I have always felt that I was put in Damon's kid's lives for a reason.
No matter what happens with Damon and me, even if for some reason we don't work out, I hope and pray that I will have had at least a small impact on the kids. I pray that I can instill some values into their lives, about character and integrity, humility, and kindness.
I am FAR from perfect and definitely have much to work on with myself, but I truly hope that I can teach them about Jesus and about how as Christ followers, it's okay and often required to be counter-cultural, to not always go along with things because it's "what everyone else is doing." I hope to teach them that it's okay to be different, that's it's okay if they're not one of the "cool kids". I want them to know and be confident in who they are and in WHOSE they are and to be unapologetically themselves. I want them to be less concerened with being "cool" and trying to fit in and more concerned with following and living by God's truth, with being humble and kind and loving, and never looking down on anyone for what they do or don't have.

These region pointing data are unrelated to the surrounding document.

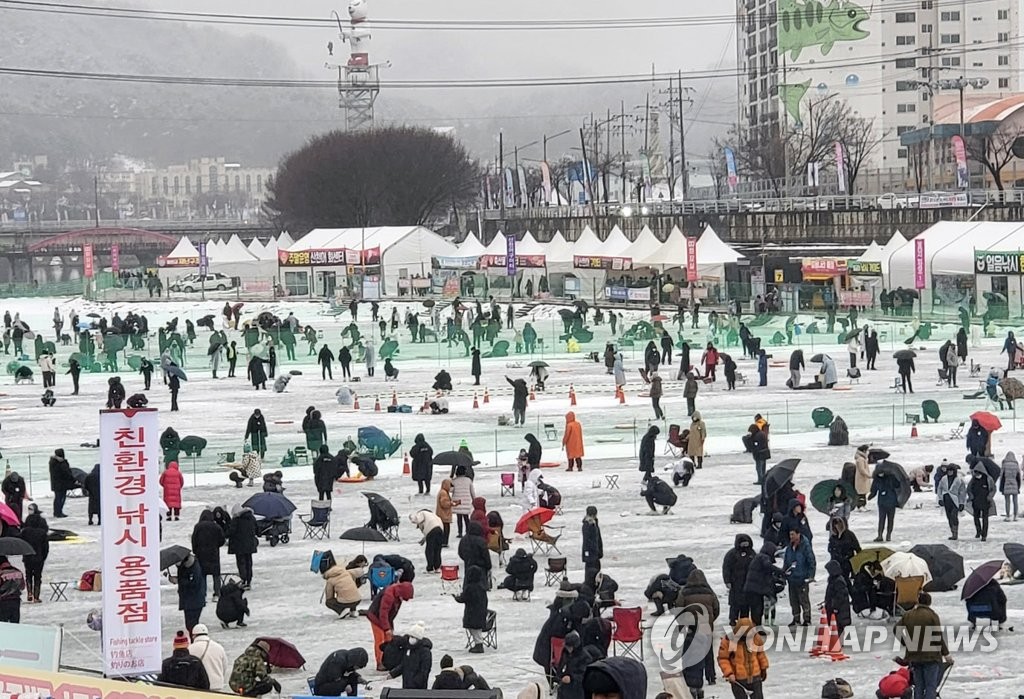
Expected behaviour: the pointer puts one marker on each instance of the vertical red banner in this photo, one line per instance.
(691, 260)
(87, 261)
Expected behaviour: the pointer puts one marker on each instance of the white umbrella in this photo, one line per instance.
(902, 564)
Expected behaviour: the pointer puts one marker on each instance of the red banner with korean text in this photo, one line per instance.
(129, 462)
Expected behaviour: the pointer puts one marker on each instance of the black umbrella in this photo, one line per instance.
(980, 577)
(988, 465)
(11, 545)
(945, 565)
(1015, 554)
(903, 481)
(172, 556)
(455, 459)
(779, 475)
(270, 506)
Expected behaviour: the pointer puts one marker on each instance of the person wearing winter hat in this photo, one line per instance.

What I pray for them more than anything-more than any worldly success or fame or a good career-is that they will truly know and follow Jesus above all else. I pray that the culture won't sink their claws into them and suck them in with fake promises of love and acceptance and popularity via likes and follows, or by it's distorted view of "truth", and it's focus on all the things that don't matter. I pray that they will mature and grow in faith and Godly wisdom and that they will develop an eternal perspective-one that is about so much more than success, money, and/or looks.

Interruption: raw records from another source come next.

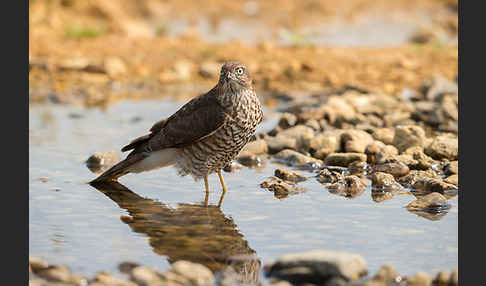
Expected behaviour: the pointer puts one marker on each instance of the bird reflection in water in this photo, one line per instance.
(199, 233)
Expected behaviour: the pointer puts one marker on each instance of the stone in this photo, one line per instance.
(287, 120)
(407, 136)
(355, 141)
(443, 147)
(397, 169)
(433, 202)
(146, 276)
(350, 186)
(452, 168)
(197, 274)
(384, 182)
(420, 279)
(289, 176)
(330, 175)
(279, 143)
(344, 159)
(452, 179)
(318, 267)
(429, 185)
(100, 161)
(256, 147)
(291, 157)
(384, 135)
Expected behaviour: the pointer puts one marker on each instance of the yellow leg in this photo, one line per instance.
(224, 188)
(206, 185)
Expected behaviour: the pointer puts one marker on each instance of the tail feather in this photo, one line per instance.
(120, 169)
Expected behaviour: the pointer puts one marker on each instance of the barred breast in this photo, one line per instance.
(216, 151)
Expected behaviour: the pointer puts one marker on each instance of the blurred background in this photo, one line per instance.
(147, 48)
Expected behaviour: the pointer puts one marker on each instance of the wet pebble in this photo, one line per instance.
(433, 202)
(289, 175)
(384, 182)
(397, 169)
(291, 157)
(344, 159)
(318, 267)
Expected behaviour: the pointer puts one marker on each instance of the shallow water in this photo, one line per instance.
(156, 217)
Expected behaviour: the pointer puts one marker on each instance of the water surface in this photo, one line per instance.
(158, 217)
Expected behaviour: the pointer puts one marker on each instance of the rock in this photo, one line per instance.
(114, 66)
(232, 167)
(256, 147)
(287, 120)
(330, 175)
(429, 185)
(301, 133)
(279, 143)
(36, 264)
(318, 267)
(344, 159)
(415, 175)
(209, 69)
(433, 202)
(249, 160)
(452, 168)
(443, 147)
(384, 135)
(291, 157)
(355, 141)
(102, 161)
(349, 186)
(146, 276)
(384, 182)
(357, 167)
(397, 169)
(408, 136)
(452, 179)
(107, 279)
(442, 278)
(196, 274)
(289, 175)
(280, 188)
(420, 279)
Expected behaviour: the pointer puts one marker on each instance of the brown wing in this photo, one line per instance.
(197, 119)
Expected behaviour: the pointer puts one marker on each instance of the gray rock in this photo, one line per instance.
(384, 182)
(146, 276)
(408, 136)
(318, 267)
(291, 157)
(397, 169)
(355, 141)
(289, 176)
(279, 143)
(344, 159)
(433, 202)
(443, 147)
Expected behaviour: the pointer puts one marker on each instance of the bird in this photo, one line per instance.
(203, 136)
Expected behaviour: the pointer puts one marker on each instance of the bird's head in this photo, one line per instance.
(236, 75)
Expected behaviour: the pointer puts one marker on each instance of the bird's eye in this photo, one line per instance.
(239, 71)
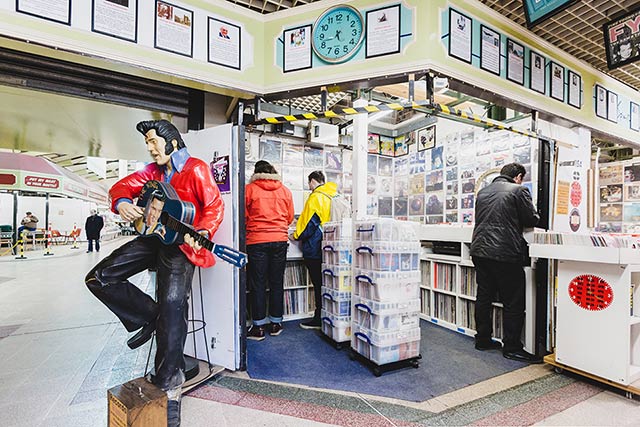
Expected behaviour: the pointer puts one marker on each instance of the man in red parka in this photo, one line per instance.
(268, 213)
(108, 281)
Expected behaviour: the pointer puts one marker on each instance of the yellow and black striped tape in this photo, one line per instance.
(436, 108)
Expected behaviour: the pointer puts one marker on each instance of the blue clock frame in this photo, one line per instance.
(338, 34)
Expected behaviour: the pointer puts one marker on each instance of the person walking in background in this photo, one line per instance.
(29, 222)
(268, 213)
(503, 209)
(92, 226)
(316, 212)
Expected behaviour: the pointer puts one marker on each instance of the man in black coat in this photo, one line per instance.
(92, 227)
(503, 209)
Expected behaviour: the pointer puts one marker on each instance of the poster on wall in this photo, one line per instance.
(557, 81)
(601, 102)
(297, 49)
(225, 43)
(116, 18)
(490, 50)
(460, 36)
(174, 29)
(612, 106)
(575, 85)
(537, 78)
(52, 10)
(622, 39)
(515, 62)
(634, 117)
(383, 31)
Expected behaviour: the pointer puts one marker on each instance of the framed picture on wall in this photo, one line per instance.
(427, 138)
(557, 81)
(116, 18)
(537, 73)
(601, 102)
(383, 31)
(173, 29)
(51, 10)
(575, 89)
(612, 106)
(634, 117)
(225, 43)
(296, 49)
(489, 50)
(515, 62)
(460, 36)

I pray every day that God will continue working in me to be the best I can be for them, in the role that I have in their lives. I pray that He will help me to love them well, and to be an encouragement and support to them. I pray that He will give me wisdom and help me to model these values in their lives, not only with my words but in my actions as well.
I don't know if anything I say registers with them right now or if I just annoy them most of the time(ha!), but I can only do the best I can with the opportunities I'm given and let God work and speak though me. I just hope that something will stick and take root in their hearts for their faith and love for God to grow. If I can even play just a teeny part in that, then I have succeeded.